Chapter 9 describes a novel bioinformatics approaches to place biomarker candidates in biological context by exploring the molecular interaction networks and pathways that help in understanding the biological relevance of the discovered proteins. This chapter provides a detailed overview of bioinformatics and statistical approaches based on a case study related to plasma protein markers for breast cancer.
Discovery and Validation Case Studies, Recommendations
Chapter 10 presents a comprehensive study to discover, verify and validate urinary biomarkers for the early detection of bladder cancer. The chapter demonstrates the integration of a discovery study using stable isotope labeling on low numbers of pooled samples followed by the validation of a limited number of candidates with Multiple Reaction Monitoring (MRM) and ELISA approaches using a large set of individual samples. This chapter gives an example of the development of a biomarker panel rather than an individual biomarker.

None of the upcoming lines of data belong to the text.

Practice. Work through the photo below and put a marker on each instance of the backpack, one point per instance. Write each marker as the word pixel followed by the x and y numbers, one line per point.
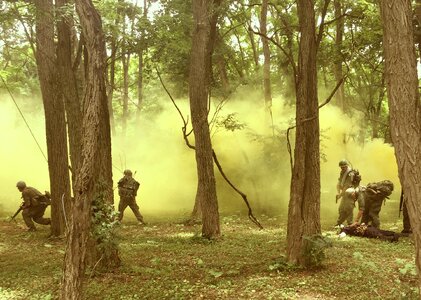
pixel 356 179
pixel 379 191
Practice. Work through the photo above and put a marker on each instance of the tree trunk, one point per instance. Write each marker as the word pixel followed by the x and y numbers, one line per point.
pixel 266 54
pixel 55 125
pixel 304 205
pixel 199 92
pixel 69 89
pixel 125 58
pixel 340 94
pixel 141 63
pixel 404 106
pixel 111 81
pixel 94 181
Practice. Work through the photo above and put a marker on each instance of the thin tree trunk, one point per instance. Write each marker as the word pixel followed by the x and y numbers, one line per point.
pixel 55 125
pixel 125 58
pixel 304 205
pixel 404 106
pixel 202 48
pixel 111 81
pixel 340 94
pixel 69 89
pixel 141 63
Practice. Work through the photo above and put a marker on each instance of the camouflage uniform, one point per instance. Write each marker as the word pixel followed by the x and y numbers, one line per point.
pixel 374 197
pixel 346 206
pixel 368 231
pixel 34 205
pixel 127 190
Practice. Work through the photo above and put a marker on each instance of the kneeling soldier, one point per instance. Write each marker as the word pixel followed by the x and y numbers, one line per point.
pixel 33 206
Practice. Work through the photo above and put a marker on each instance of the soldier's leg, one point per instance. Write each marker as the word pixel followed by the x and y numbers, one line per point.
pixel 121 207
pixel 27 217
pixel 406 223
pixel 375 220
pixel 343 214
pixel 350 215
pixel 135 208
pixel 38 215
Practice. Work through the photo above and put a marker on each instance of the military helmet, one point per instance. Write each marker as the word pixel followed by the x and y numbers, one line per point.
pixel 21 184
pixel 343 162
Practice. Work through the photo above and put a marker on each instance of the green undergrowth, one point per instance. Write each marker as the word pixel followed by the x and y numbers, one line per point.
pixel 167 260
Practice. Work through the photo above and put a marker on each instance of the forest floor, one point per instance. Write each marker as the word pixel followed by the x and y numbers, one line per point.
pixel 167 260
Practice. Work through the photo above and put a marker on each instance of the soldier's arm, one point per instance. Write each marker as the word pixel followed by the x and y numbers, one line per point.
pixel 26 200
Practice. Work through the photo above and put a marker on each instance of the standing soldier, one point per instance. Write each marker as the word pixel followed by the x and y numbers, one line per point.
pixel 345 192
pixel 33 206
pixel 374 197
pixel 127 190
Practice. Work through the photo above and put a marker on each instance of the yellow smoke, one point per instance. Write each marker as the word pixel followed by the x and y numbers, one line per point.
pixel 255 161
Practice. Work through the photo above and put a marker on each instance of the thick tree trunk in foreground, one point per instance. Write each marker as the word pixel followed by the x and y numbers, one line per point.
pixel 404 106
pixel 55 125
pixel 304 205
pixel 94 180
pixel 199 93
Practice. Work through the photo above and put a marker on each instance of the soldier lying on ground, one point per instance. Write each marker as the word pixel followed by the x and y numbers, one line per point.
pixel 33 206
pixel 369 231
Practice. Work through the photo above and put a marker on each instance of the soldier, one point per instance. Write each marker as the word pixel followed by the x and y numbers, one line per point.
pixel 369 231
pixel 33 206
pixel 127 190
pixel 346 191
pixel 374 196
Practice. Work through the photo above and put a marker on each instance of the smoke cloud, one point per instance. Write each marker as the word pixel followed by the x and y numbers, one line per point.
pixel 254 156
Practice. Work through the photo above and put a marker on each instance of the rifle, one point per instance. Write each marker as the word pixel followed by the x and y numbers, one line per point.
pixel 401 203
pixel 338 197
pixel 16 213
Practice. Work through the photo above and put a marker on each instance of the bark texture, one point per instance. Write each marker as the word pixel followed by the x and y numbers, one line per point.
pixel 69 87
pixel 266 55
pixel 404 106
pixel 304 205
pixel 55 124
pixel 200 70
pixel 95 175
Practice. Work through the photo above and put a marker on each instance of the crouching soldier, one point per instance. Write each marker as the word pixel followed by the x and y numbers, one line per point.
pixel 127 190
pixel 33 206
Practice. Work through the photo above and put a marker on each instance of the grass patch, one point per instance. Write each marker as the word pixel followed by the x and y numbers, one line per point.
pixel 166 260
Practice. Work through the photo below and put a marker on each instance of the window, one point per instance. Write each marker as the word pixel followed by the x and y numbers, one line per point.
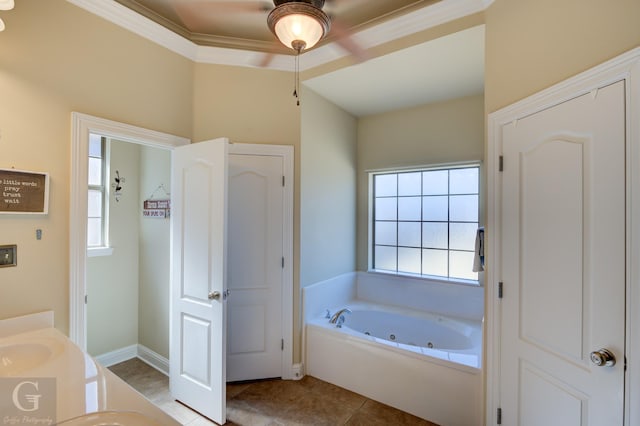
pixel 97 197
pixel 424 222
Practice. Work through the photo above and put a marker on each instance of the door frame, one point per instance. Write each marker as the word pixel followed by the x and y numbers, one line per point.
pixel 625 67
pixel 81 126
pixel 289 370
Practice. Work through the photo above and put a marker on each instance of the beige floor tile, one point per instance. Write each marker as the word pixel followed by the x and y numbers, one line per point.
pixel 308 401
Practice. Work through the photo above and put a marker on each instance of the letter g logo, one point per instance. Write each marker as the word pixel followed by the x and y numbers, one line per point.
pixel 33 399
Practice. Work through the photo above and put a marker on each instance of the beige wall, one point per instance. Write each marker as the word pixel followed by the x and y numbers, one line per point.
pixel 328 190
pixel 154 251
pixel 533 44
pixel 112 281
pixel 54 59
pixel 432 134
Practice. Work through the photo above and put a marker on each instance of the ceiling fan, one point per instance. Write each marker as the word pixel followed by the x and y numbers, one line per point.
pixel 298 24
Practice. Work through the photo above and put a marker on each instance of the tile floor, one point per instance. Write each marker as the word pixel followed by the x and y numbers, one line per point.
pixel 309 401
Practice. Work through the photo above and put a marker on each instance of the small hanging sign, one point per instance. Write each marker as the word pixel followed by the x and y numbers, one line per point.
pixel 23 192
pixel 157 208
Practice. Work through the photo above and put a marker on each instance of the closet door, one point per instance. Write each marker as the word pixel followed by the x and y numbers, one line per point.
pixel 563 263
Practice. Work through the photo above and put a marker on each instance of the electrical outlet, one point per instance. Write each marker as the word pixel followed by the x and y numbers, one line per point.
pixel 8 256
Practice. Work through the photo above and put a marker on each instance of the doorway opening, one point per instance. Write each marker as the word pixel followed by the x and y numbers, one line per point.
pixel 82 126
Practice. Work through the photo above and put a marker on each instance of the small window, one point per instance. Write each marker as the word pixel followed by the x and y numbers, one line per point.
pixel 97 196
pixel 424 222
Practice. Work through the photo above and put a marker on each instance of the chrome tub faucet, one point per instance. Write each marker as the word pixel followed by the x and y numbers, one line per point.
pixel 338 317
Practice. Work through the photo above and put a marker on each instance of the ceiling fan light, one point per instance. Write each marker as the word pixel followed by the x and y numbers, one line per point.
pixel 7 4
pixel 296 22
pixel 299 27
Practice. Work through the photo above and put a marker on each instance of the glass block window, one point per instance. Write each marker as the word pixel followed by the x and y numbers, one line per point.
pixel 424 222
pixel 97 184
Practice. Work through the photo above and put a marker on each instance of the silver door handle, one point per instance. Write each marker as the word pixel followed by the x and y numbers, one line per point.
pixel 603 358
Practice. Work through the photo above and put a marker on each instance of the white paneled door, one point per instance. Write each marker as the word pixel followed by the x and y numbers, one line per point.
pixel 198 329
pixel 255 265
pixel 563 263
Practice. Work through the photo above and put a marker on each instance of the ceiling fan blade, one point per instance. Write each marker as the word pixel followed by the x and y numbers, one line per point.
pixel 343 36
pixel 194 13
pixel 266 60
pixel 228 6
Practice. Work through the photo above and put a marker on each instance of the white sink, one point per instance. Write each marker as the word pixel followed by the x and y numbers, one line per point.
pixel 111 418
pixel 16 358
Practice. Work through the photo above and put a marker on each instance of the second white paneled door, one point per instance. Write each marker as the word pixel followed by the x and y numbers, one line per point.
pixel 255 266
pixel 563 263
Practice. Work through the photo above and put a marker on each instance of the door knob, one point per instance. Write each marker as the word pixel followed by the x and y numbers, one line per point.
pixel 603 358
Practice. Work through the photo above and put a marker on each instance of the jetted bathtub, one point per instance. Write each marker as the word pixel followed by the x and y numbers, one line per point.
pixel 426 364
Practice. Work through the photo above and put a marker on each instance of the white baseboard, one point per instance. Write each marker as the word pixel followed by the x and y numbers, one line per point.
pixel 117 356
pixel 154 359
pixel 145 354
pixel 297 371
pixel 159 362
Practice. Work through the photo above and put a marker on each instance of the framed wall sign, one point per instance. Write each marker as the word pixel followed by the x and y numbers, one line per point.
pixel 23 192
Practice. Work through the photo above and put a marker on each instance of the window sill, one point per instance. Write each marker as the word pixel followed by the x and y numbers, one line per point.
pixel 430 278
pixel 99 251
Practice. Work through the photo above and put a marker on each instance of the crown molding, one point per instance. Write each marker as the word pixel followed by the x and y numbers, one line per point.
pixel 410 23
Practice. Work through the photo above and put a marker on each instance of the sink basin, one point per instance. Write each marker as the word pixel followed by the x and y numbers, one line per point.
pixel 111 418
pixel 18 357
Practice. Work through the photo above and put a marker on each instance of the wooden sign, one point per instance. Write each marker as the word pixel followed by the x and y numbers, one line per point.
pixel 23 192
pixel 156 208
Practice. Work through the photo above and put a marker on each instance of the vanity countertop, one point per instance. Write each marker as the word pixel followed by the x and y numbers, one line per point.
pixel 82 386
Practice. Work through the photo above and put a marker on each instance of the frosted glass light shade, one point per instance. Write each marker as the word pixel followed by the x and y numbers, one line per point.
pixel 298 27
pixel 6 4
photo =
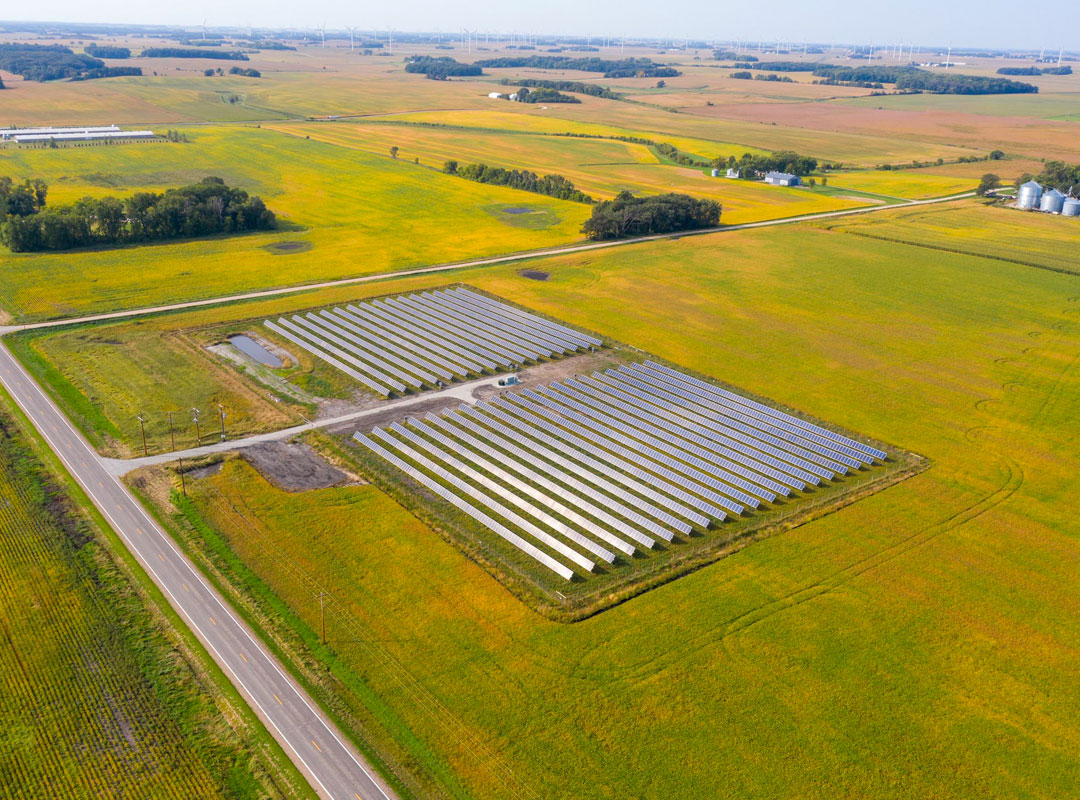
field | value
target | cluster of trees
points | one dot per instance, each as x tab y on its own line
751	166
440	68
1055	175
553	186
617	68
1036	70
107	51
52	63
199	209
907	79
543	95
22	200
577	86
630	216
228	55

Chapter 11 demonstrates the power of current mass-spectrometry-based biomarker discovery and validation approaches on the example of developing a biomarker panel to improve the prediction of near-term myocardial infarction. This case shows the power of a pooling strategy in combination with stable isotope labeling and 2-dimensional liquid chromatography coupled to mass spectrometry for biomarker discovery followed by validation with multiplexed immunoassays and MRM.
The last chapter, Chapter 12, provides a comprehensive overview of the bottlenecks and challenges of current protein biomarker research and provides guidance and recommendations to avoid common pitfalls. The challenges faced during protein biomarker development are multifactorial from the initial phase of sample collection and study design to final clinical validation comprising financial aspects and regulatory approval. This chapter helps researchers to recognize these potential challenges and help them to plan their study in a way that produces reliable results that can be critically interpreted.
Biomarker research underwent enormous technological and methodological developments during the last decade, a trend that continues today. Biomarker research covers many technological platforms and aspects that are not possible to include in one book. For example, this book does not include discussions on the bioinformatics of mass-spectrometry-based protein identification, analytical methods revealing protein isoforms or the tissue and cellular localization of proteins with optical- or mass-spectrometry-based imaging techniques. This book will aid practitioners ranging from specialists working at biobanks or at regulatory authorities, statisticians, bioinformaticians or researchers working in academic or industrial environments on biomarker discovery and validation projects.